A Latent State-Based Multimodal Execution Monitor with Anomaly Detection and Classification for Robot Introspection
Robot introspection is expected to greatly aid longer-term autonomy of autonomous manipulation systems. By equipping robots with abilities that allow them to assess the quality of their sensory data, robots can detect and classify anomalies and recover appropriately from common anomalies. This work builds on our previous Sense-Plan-Act-Introspect-Recover (SPAIR) system. We introduce an improved anomaly detector that exploits latent states to monitor anomaly occurrence when robots collaborate with humans in shared workspaces, but also present a multiclass classifier that is activated with anomaly detection.

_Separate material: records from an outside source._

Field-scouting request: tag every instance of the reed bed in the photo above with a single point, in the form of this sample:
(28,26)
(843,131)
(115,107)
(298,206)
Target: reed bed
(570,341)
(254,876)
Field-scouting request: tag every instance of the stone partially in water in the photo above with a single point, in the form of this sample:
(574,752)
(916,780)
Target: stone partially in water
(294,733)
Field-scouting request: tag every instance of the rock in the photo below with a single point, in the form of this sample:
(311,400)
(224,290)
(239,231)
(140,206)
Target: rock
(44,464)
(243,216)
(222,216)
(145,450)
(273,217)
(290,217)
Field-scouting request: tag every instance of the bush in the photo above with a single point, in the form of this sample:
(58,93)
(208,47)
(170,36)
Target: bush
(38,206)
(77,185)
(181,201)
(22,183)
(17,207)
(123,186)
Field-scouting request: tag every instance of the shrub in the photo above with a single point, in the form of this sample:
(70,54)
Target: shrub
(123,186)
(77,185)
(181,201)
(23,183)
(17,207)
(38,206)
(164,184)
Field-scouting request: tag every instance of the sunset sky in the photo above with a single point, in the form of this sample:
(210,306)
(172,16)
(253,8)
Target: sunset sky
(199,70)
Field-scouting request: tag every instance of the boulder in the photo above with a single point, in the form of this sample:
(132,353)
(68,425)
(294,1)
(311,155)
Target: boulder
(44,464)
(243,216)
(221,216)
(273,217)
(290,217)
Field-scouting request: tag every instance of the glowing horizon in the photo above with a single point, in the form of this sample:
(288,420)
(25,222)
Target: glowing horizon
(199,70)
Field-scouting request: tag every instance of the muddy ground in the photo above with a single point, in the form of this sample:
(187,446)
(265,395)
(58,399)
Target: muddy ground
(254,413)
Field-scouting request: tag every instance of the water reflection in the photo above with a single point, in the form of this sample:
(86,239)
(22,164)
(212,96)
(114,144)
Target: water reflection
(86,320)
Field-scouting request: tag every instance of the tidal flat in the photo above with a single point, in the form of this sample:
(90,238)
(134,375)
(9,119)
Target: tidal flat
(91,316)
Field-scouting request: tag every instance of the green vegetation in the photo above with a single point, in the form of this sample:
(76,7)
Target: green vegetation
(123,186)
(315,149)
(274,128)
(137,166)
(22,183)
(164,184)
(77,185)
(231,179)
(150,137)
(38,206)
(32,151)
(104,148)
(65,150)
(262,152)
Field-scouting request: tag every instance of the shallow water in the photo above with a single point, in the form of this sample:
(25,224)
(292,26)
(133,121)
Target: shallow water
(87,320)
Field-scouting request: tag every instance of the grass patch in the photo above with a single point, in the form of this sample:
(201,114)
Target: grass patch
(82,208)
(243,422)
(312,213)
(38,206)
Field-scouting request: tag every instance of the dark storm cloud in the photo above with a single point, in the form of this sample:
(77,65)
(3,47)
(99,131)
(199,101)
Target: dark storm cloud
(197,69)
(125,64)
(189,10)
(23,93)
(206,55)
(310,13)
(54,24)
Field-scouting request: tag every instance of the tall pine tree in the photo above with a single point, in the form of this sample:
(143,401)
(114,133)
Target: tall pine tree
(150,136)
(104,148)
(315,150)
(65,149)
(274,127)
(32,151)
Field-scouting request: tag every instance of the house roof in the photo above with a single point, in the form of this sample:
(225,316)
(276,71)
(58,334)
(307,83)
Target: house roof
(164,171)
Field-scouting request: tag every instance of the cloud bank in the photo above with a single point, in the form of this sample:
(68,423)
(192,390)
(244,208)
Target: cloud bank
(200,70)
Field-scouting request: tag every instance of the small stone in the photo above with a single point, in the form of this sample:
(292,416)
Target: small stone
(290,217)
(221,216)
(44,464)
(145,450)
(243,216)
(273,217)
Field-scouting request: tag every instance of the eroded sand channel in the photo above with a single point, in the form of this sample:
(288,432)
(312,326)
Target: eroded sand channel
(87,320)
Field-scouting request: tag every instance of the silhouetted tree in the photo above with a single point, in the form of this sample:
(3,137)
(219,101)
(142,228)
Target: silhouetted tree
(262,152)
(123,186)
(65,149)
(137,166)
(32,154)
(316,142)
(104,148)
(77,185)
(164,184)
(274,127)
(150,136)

Both implementations are derived from Bayesian non-parametric methods with strong modeling capabilities for learning and inference of multivariate time series with complex and uncertain behavior patterns. In particular, we explore the use of a hierarchical Dirichlet stochastic process prior to learning a Hidden Markov Model (HMM) with a switching vector auto-regressive observation model (sHDP-VAR-HMM). The detector uses a dynamic log-likelihood threshold that varies by latent state for anomaly detection and the anomaly classifier is implemented by calculating the cumulative log-likelihood of testing observation based on trained models. The purpose of our work is to equip the robot with anomaly detection and anomaly classification for the full set of skills associated with a given manipulation task. We consider a human–robot cooperation task to verify our work and measure the robustness and accuracy of each skill. Our improved detector succeeded in detecting 136 common anomalies and 368 nominal executions with a total accuracy of 91.0%. An overall anomaly classification accuracy of 97.1% is derived by performing the anomaly classification on an anomaly dataset that consists of 7 kinds of detected anomalies from a total of 136 anomalies samples.